Elle procèdera à des consultations, nationales et régionales, avant de faire son rapport. Son objet ne portera pas sur le statut politique du Québec (fédéralisme ou souveraineté) ou sur la forme de ses institutions (monarchie ou république). Elle aura mandat de proposer à la Nation les éléments qui constituent ses points de Concordance, à l'intérieur de son statut politique actuel. Notre objectif sera de faire adopter cette constitution par plus d'un parti représenté à l'Assemblée nationale.

Il appartiendrait à un gouvernement ayant obtenu, à l'élection de 2022, un mandat de conduire le Québec à la souveraineté de faire les pas supplémentaires.

Il en découlera, comme pour le multiculturalisme canadien, l'adoption d'une loi sur la Concordance culturelle et la publication d'une politique dotée d'un plan stratégique pluriannuel et de budgets adéquats.

Quels pas de plus sur les éléments de la Concordance?

Ma proposition vise ici à établir un principe structurant pour le Québec d'aujourd'hui et de demain et pour tous les Québécois. Un principe qui guidera, ensuite, l'action de chaque gouvernement qui l'adaptera selon l'évolution, les priorités, voire les virages, de la société québécoise.

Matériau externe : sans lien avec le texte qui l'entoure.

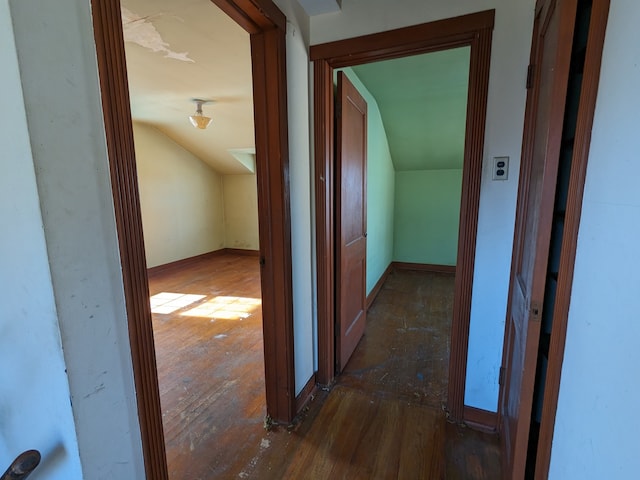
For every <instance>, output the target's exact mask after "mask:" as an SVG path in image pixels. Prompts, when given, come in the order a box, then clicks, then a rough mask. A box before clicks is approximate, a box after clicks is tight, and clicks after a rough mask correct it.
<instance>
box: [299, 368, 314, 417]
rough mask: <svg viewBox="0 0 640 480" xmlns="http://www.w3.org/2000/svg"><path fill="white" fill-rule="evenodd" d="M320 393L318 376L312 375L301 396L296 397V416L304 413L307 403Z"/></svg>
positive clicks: (299, 395) (313, 374) (306, 383)
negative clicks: (302, 413)
mask: <svg viewBox="0 0 640 480" xmlns="http://www.w3.org/2000/svg"><path fill="white" fill-rule="evenodd" d="M317 391H318V384H317V383H316V374H315V373H314V374H313V375H311V378H310V379H309V381H308V382H307V383H306V384H305V386H304V387H303V388H302V390H301V391H300V394H299V395H298V396H297V397H296V414H299V413H300V412H302V410H303V409H304V407H306V406H307V403H309V402H310V401H311V399H312V398H313V397H314V396H315V394H316V392H317Z"/></svg>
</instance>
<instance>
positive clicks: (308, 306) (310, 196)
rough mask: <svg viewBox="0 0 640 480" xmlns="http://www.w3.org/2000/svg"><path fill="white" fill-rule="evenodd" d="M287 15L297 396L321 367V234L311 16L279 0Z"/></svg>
mask: <svg viewBox="0 0 640 480" xmlns="http://www.w3.org/2000/svg"><path fill="white" fill-rule="evenodd" d="M275 3H276V4H277V5H278V7H279V8H280V9H281V10H282V12H283V13H284V14H285V15H286V16H287V38H286V42H287V82H288V108H289V119H288V120H289V180H290V187H291V197H290V203H291V249H292V256H293V264H292V265H293V272H292V274H293V318H294V325H293V334H294V342H295V348H294V355H295V376H296V395H297V394H298V393H300V391H301V390H302V388H304V386H305V385H306V383H307V381H308V380H309V379H310V378H311V376H312V375H313V374H314V372H315V371H316V369H317V340H316V336H317V330H316V325H317V323H316V320H315V312H316V307H315V303H316V299H315V294H314V292H315V275H316V274H315V261H314V258H315V252H314V245H315V240H314V239H315V233H313V224H312V218H313V215H312V203H311V202H312V200H311V199H312V190H311V185H312V180H313V176H312V175H313V174H312V172H313V169H312V164H311V144H310V136H309V132H310V126H309V121H310V115H311V113H310V111H309V105H310V101H309V99H310V98H312V97H313V95H312V93H311V91H310V83H309V82H310V78H309V54H308V45H309V17H308V16H307V14H306V13H305V12H304V10H302V8H301V7H300V6H299V4H298V3H297V2H296V1H295V0H275Z"/></svg>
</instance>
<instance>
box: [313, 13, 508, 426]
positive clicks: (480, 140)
mask: <svg viewBox="0 0 640 480" xmlns="http://www.w3.org/2000/svg"><path fill="white" fill-rule="evenodd" d="M494 16H495V11H494V10H490V11H485V12H480V13H476V14H471V15H465V16H462V17H457V18H452V19H448V20H442V21H439V22H432V23H427V24H423V25H416V26H412V27H407V28H403V29H399V30H393V31H391V32H384V33H378V34H374V35H366V36H364V37H358V38H352V39H348V40H341V41H338V42H331V43H327V44H323V45H315V46H312V47H311V59H312V60H314V109H315V113H314V115H315V117H314V119H315V121H314V129H315V131H314V133H315V158H316V168H315V174H316V179H315V186H316V232H317V233H316V235H317V236H316V241H317V244H316V250H317V270H318V272H317V275H318V292H317V293H318V382H319V383H321V384H324V385H327V384H331V383H332V382H333V381H334V376H335V350H334V349H335V344H334V324H335V299H334V296H333V292H334V290H335V288H334V276H335V270H334V263H335V262H334V252H333V239H334V223H335V221H334V218H333V212H334V204H335V200H334V197H335V195H334V179H333V175H334V172H333V143H334V142H333V69H334V68H339V67H344V66H349V65H356V64H362V63H368V62H374V61H378V60H382V59H388V58H397V57H401V56H407V55H413V54H420V53H426V52H431V51H436V50H442V49H446V48H453V47H461V46H470V47H471V63H470V72H469V97H468V109H467V123H466V138H465V157H464V167H463V186H462V204H461V211H460V230H459V236H458V258H457V269H456V282H455V285H456V286H455V295H454V298H455V300H454V312H453V324H452V329H451V359H450V366H449V391H448V409H449V414H450V416H451V417H452V418H454V419H456V420H462V418H463V409H464V387H465V376H466V362H467V348H468V336H469V316H470V311H471V290H472V285H473V266H474V259H475V239H476V231H477V224H478V205H479V200H480V180H481V174H482V157H483V148H484V132H485V122H486V109H487V92H488V84H489V64H490V61H491V38H492V30H493V22H494Z"/></svg>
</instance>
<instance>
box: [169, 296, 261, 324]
mask: <svg viewBox="0 0 640 480" xmlns="http://www.w3.org/2000/svg"><path fill="white" fill-rule="evenodd" d="M260 305H262V301H261V300H260V299H259V298H248V297H225V296H220V297H214V298H212V299H211V300H208V301H206V302H204V303H201V304H200V305H197V306H196V307H194V308H192V309H190V310H187V311H186V312H183V313H181V314H180V315H184V316H188V317H203V318H210V319H212V320H214V319H220V320H243V319H245V318H248V317H250V316H251V314H252V313H253V312H254V311H255V310H256V309H257V308H259V307H260Z"/></svg>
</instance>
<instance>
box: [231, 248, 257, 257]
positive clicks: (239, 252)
mask: <svg viewBox="0 0 640 480" xmlns="http://www.w3.org/2000/svg"><path fill="white" fill-rule="evenodd" d="M222 251H223V252H224V253H228V254H230V255H243V256H245V257H259V256H260V250H248V249H244V248H225V249H223V250H222Z"/></svg>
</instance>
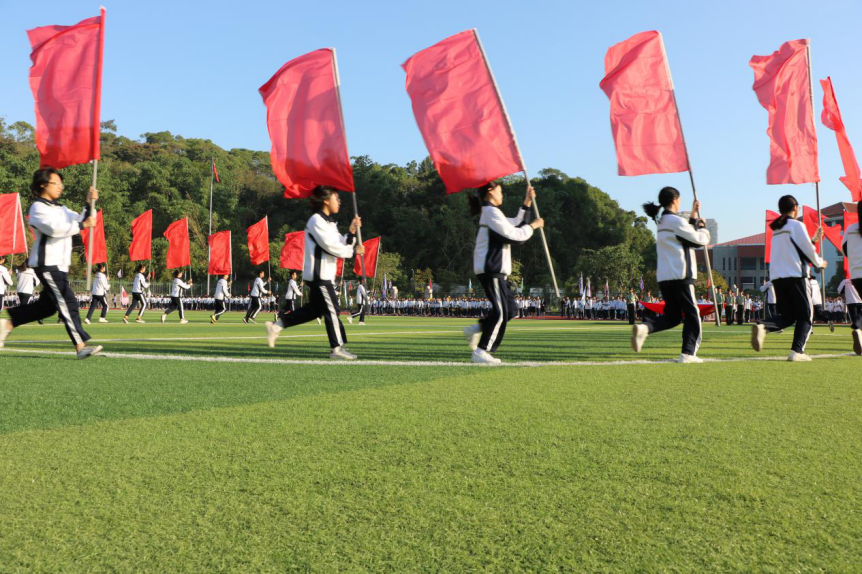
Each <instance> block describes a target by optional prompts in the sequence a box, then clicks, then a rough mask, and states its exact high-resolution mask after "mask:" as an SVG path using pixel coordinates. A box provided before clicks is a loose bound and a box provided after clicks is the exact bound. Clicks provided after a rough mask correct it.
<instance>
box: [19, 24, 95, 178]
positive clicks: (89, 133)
mask: <svg viewBox="0 0 862 574" xmlns="http://www.w3.org/2000/svg"><path fill="white" fill-rule="evenodd" d="M27 36H28V38H29V39H30V47H31V48H32V52H31V53H30V60H31V61H32V62H33V65H32V66H30V90H31V91H32V92H33V99H34V100H35V102H36V147H37V148H38V149H39V164H40V166H41V167H48V166H50V167H54V168H57V169H61V168H64V167H66V166H69V165H76V164H80V163H87V162H89V161H91V160H94V159H99V158H100V157H101V149H100V143H99V138H100V135H101V132H100V123H99V118H100V111H101V91H102V59H103V58H102V55H103V51H104V50H103V48H104V38H105V9H104V8H102V9H101V13H100V14H99V16H95V17H93V18H88V19H86V20H82V21H80V22H78V23H77V24H75V25H74V26H43V27H41V28H34V29H32V30H28V31H27Z"/></svg>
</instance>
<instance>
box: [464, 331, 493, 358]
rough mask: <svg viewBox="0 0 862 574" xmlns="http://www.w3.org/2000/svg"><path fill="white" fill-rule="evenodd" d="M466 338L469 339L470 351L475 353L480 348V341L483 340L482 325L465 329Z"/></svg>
mask: <svg viewBox="0 0 862 574" xmlns="http://www.w3.org/2000/svg"><path fill="white" fill-rule="evenodd" d="M464 338H465V339H467V344H468V345H469V346H470V350H471V351H475V350H476V347H478V346H479V340H480V339H481V338H482V325H480V324H479V323H474V324H473V325H470V326H469V327H464ZM483 352H484V351H483ZM489 356H490V355H489Z"/></svg>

D'ici peu, je proposerai sur chacun des éléments constitutifs de la Concordance les pas supplémentaires que le gouvernement du Parti québécois que je dirigerais voudrait réaliser pendant le mandat allant de 2018 à 2022:

  • au sujet de la protection et de la promotion de la langue française;
  • au sujet de la promotion de la culture québécoise;
  • au sujet d'une meilleure transmission du récit historique québécois;
  • au sujet des progrès à accomplir en matière de laïcité et d'accommodements religieux;
  • au sujet des pas à franchir pour davantage d'égalité entre femmes et hommes;
  • au sujet de la culture d'entraide et de concertation, mise à mal par le gouvernement actuel, et qu'il faut reconstruire en fonction de la réalité d'aujourd'hui et des défis de demain.

Références:

[1] On demandera de préciser en quoi la «concordance culturelle» se distingue de l'interculturalisme. La définition la plus «officielle» de ce dernier se trouve dans la Politique d'immigration, de participation et d'inclusion du gouvernement, de novembre 2015 (p. 35): «L'interculturalisme reconnaît et valorise une conception plurielle et dynamique de l'identité québécoise, une langue publique commune, le français, le respect des droits et libertés de la personne et la lutte contre la discrimination, une éthique du dialogue et de la médiation ainsi qu'une conception de l'intégration basée sur l'engagement partagé entre la société et les personnes immigrantes. Il reconnaît aussi l'importance des rapprochements interculturels et de la pleine participation des Québécoises et Québécois de toutes origines.» Cette définition n'inclut ni l'existence d'une culture québécoise majoritaire ni le caractère asymétrique de l'intégration. Notons que parmi les définitions non officielles, celle de Gérard Bouchard insiste sur la reconnaissance d'une majorité francophone.

[2] La rédaction du document fut confiée à Fernand Dumont. Le contenu fut élaboré et discuté au cours d'une période d'échanges formels et informels au sein d'une petite équipe composée de Camille Laurin, inspirateur et porteur officiel du document, Fernand Dumont, Guy Rocher et Henri Laberge, alors chef de cabinet de Camille Laurin.

[3] Plus récemment, le concept a fait l'objet d'un intéressant texte du juriste Guillaume Rousseau, «Pour une loi-cadre sur le convergence culturelle» dans Micheline Labelle, Jean-René Milot et Sabine Choquet, Actes du colloque interdisciplinaire et international d'étudiants et de nouveaux chercheurs, Montréal, Les Cahiers de la CRIEC, 2014, 79 à 95.